Jakobi Meyers has the potential to be a PPR machine in this offense. He was targeted most often and should have had a bigger day if not for the excellent play made by Jason McCourty to knock away the pass that was shown above. He was wide open on this play thanks to a clear pick that was within the allowed one-yard grey area but still could have been called for a penalty.



He has a knack for getting open and, thanks to being a former QB in college, has a great understanding of how the offense should work. Besides the near-interception that was almost his fault, he had a flawless night.
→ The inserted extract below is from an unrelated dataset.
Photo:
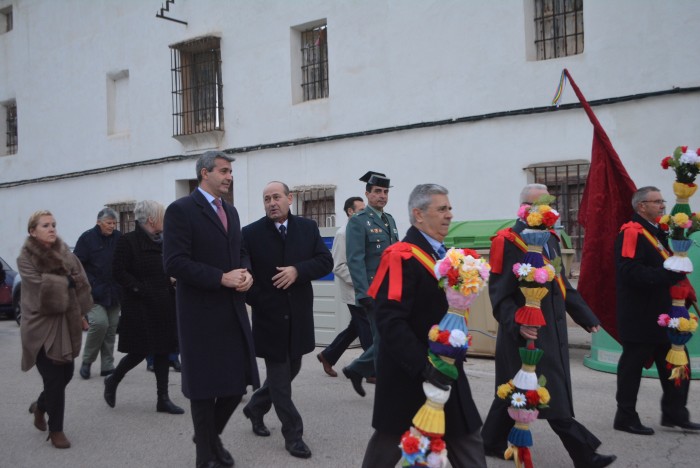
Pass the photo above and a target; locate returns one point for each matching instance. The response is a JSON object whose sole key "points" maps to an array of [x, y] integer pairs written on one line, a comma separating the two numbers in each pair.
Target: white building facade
{"points": [[99, 104]]}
Jonnu Smith was involved all over the place for much of this game. We already know he’s an excellent blocker, and after Trent Brown left the game with an injury we saw a good amount of Smith being used on the right side as a blocker in run situations. He was still given multiple chances to make a play with the ball in his hands, including a nice jet sweep early on and a catch on the sideline that would have gone for over 20 yards if he hadn’t stepped out of bounds.



He was also a member of the #PatriotsFumbleCrew on this acrobatic yet heart-attack-generating hurdle attempt.



He was much more involved than Hunter Henry, who didn’t receive his first target until midway through the third quarter. He did catch all three of his targets, but it’s likely that New England is simply easing him back in after missing the entire preseason due to injury.